A sad day for justice

5 Aug

I had hoped to write about a bunch of transit stuff tonight, but I’m entirely distracted. Today, Charles Lynch, the former operator of a Morro Bay medical marijuana dispensary, was convicted on five counts: conspiracy to possess and possession with intent to distribute marijuana and concentrated cannabis, manufacturing less than 100 plants, knowingly maintaining a drug premises, and sales of marijuana to a person under the age of 21. He faces at least 5 years in prison.

In my line of work, I’m used to depressing news – every day seems to be a roller coaster, but Lynch’s story is particularly disheartening to me. I remember talking to him several years ago when he was opening up his dispensary in Morro Bay. He worked closely with the city and was always very concerned about doing things in the best way possible for the community and his patient base. When he opened, the Mayor and the Chamber of Commerce showed up at the ribbon cutting ceremony:

Lynch had excellent attorneys defending him, and they mounted a strong entrapment defense. But it didn’t matter – though medical marijuana made it into his federal trial, the jurors were instructed that they must decide based on the facts of the case, not on how they felt about the justice of the laws in place.

On my way home from work I thought about what this meant for Oakland. The DEA is not letting up on its attacks of dispensaries throughout the state and now may even be bringing in Blackwater agents to do their dirty work (though they deny this, of course). I certainly don’t have a copy of the DEA’s playbook, but it would be naive to think that Oakland is immune from these types of these attacks. If someone like Charles Lynch could be raided and prosecuted, well, anyone could.

I started thinking about the Oakland medical marijuana dispensary operators I know well – they’re in this for all the right reasons and they willingly risk arrest and prosecution every day that they provide medicine to patients. Lynch’s trial was hard enough for me, but I’m not sure I could handle sitting through one of their trials.

Even if the DEA spares Oakland of future raids, one Oakland provider, Michael Martin, has already plead guilty to manufacturing medical marijuana edibles and will likely be sentenced next month. From the result of Lynch’s trial, it’s easy to see why someone like Martin would plead guilty, especially since he had to think about his children growing up with their father in prison for ten or more years if had gone to trial and been convicted.

I do hope that Oakland is spared from further DEA attacks – we only have to hold out a few more months because I’m confident that President Obama will not allow these senseless raids to continue. Until then, I’ll continue to be ready to get that awful call any day and will be ready to respond by putting my own liberty on the line.

If you’re not convinced that Charles Lynch’s conviction was unjust, take a look at this video, and if you are convinced, visit his website to find out how you can get involved.

2 Responses to “A sad day for justice”

  1. Herbalicious August 6, 2008 at 10:46 am #

    Thank you for this post!`

  2. Elmer Fittery April 6, 2013 at 7:21 am #

    You should know that jurors have the legal right to find somebody not guilty if they don’t feel a law is justified.
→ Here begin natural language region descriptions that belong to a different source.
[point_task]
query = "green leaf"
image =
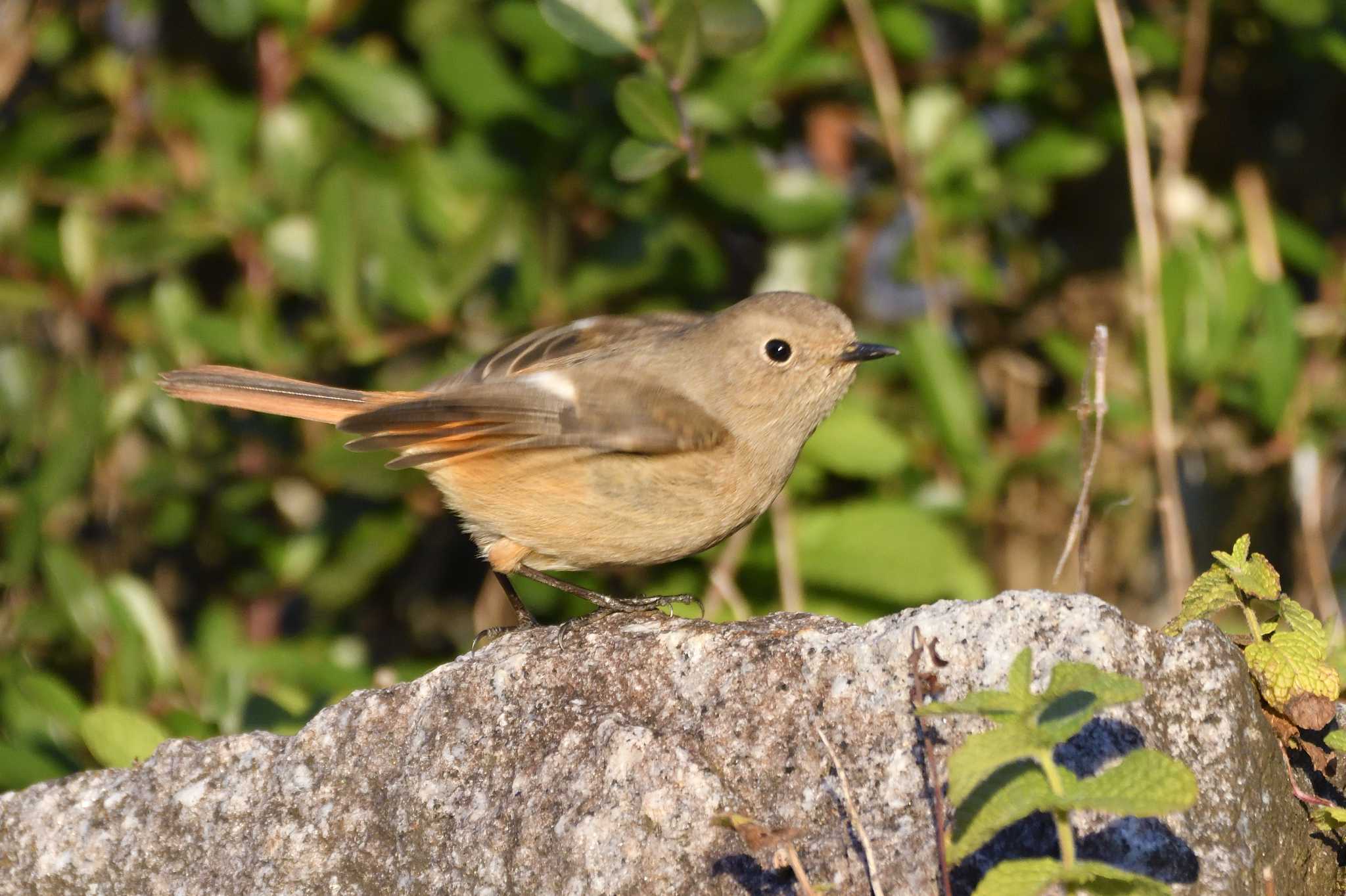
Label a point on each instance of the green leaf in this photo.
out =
(889, 550)
(227, 19)
(679, 39)
(1107, 880)
(1253, 575)
(1303, 14)
(1146, 782)
(1053, 154)
(731, 26)
(76, 591)
(475, 79)
(606, 27)
(1007, 795)
(152, 625)
(1019, 878)
(983, 753)
(119, 736)
(1212, 593)
(41, 706)
(22, 767)
(383, 95)
(637, 160)
(950, 399)
(1290, 665)
(647, 106)
(908, 30)
(1329, 818)
(856, 443)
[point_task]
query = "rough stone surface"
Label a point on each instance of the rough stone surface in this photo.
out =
(592, 759)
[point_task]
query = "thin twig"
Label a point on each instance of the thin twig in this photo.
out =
(923, 685)
(1172, 521)
(792, 856)
(1195, 39)
(1096, 405)
(1294, 785)
(723, 589)
(887, 97)
(787, 554)
(875, 887)
(1306, 474)
(687, 139)
(1259, 223)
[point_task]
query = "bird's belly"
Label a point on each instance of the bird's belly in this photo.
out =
(575, 509)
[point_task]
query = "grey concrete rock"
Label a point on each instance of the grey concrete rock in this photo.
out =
(590, 761)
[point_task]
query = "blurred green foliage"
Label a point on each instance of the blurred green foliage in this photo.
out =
(371, 194)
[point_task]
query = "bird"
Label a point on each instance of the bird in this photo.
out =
(613, 440)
NOTE: The judge will throw you out of the jury pool if you state you will take into consideration your feelings about whether a law is justified or not. So… If you feel you will not convict, then do not state the fact. Legally you have the right to make any decision you want. Also remember that only one person on the jury can cause an acquital. Remember Woody Haroldson’s planting of Marijuana Seeds in a News Broadcast? He was found not guilty. There was no doubt that he was guilty, but the Jury found him not guilty. If you want legalised Marijuana, vote to acquit.